Two combined strategies might provide efficient clinical management. One strategy is effective lifestyle measures, including advising patients to avoid situations with increased risk for arrhythmic events – for example, avoid drugs with potential adverse effects and promptly seek treatment for any episodes of fever – and reminding them of the role of syncope as an alarm symptom to which they should pay special attention. We have previously suggested that patients without an ICD experiencing a SCA have better surveillance if they previously had a premonitory syncope.[2] Time-to-contact with medical services should not be delayed in cases of newly detected syncope because these patients would benefit from urgent evaluation.

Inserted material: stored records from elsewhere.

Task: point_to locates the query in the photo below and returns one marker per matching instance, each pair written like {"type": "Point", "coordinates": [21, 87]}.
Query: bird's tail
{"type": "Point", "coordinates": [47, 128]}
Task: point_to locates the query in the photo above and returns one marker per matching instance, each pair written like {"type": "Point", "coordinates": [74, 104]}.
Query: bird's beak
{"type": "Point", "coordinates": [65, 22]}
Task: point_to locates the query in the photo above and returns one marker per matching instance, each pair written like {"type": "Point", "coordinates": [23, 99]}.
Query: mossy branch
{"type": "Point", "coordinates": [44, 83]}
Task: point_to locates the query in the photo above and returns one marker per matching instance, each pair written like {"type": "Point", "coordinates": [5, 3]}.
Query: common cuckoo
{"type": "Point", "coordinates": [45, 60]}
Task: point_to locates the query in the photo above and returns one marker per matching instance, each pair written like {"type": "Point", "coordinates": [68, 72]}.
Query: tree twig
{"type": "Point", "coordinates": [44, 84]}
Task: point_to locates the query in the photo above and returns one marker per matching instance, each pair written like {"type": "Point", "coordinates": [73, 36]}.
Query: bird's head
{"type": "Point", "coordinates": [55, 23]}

Another strategy is the employment of multi-parameter scores in an attempt to improve stratification of risk and detect special cohorts of asymptomatic patients with increased risk. Based on some risk variables – aborted SCD, syncope, male gender, spontaneous type 1 pattern, family history of SCD, sinus node dysfunction or VF induction – the incidence of SCD in these patients can be reasonably well predicted. Although these scores may have future importance, they are not yet validated in an external sample, so their usefulness in clinical practice is still unknown. Another criticism is that none of the models were specifically constructed from cohorts of asymptomatic patients, so validation will require additional efforts.[14]

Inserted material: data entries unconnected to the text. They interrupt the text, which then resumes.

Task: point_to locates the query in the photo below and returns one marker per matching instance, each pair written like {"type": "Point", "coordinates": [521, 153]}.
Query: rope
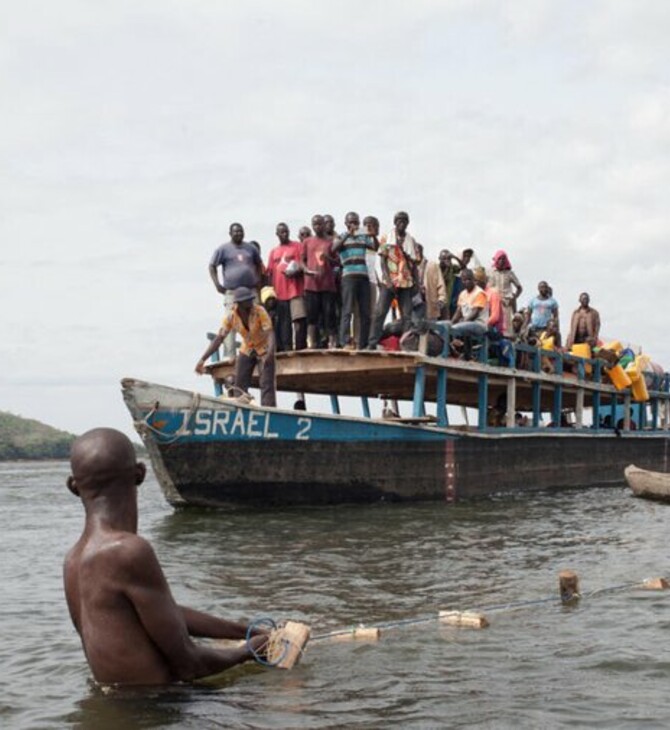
{"type": "Point", "coordinates": [509, 606]}
{"type": "Point", "coordinates": [274, 642]}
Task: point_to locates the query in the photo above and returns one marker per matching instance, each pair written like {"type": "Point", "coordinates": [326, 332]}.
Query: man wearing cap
{"type": "Point", "coordinates": [399, 257]}
{"type": "Point", "coordinates": [254, 326]}
{"type": "Point", "coordinates": [241, 265]}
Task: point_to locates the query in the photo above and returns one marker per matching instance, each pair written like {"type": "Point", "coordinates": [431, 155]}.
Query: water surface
{"type": "Point", "coordinates": [601, 663]}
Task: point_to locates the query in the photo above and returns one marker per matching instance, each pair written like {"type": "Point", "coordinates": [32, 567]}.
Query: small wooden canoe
{"type": "Point", "coordinates": [648, 484]}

This article will now provide evidence regarding individual variables in the risk stratification of BrS patients.
Spontaneous Versus Induced Type 1 Brugada ECG Pattern
The presence of spontaneous type 1 BrS pattern is a cornerstone in the process of risk stratification. It confers a 2.98- to 4.20-fold increase in the risk of SCD, compared with patients with the drug-induced pattern.[3,9] However, it must be considered that the relevance of this variable in predicting SCD is strongly modulated by additional factors.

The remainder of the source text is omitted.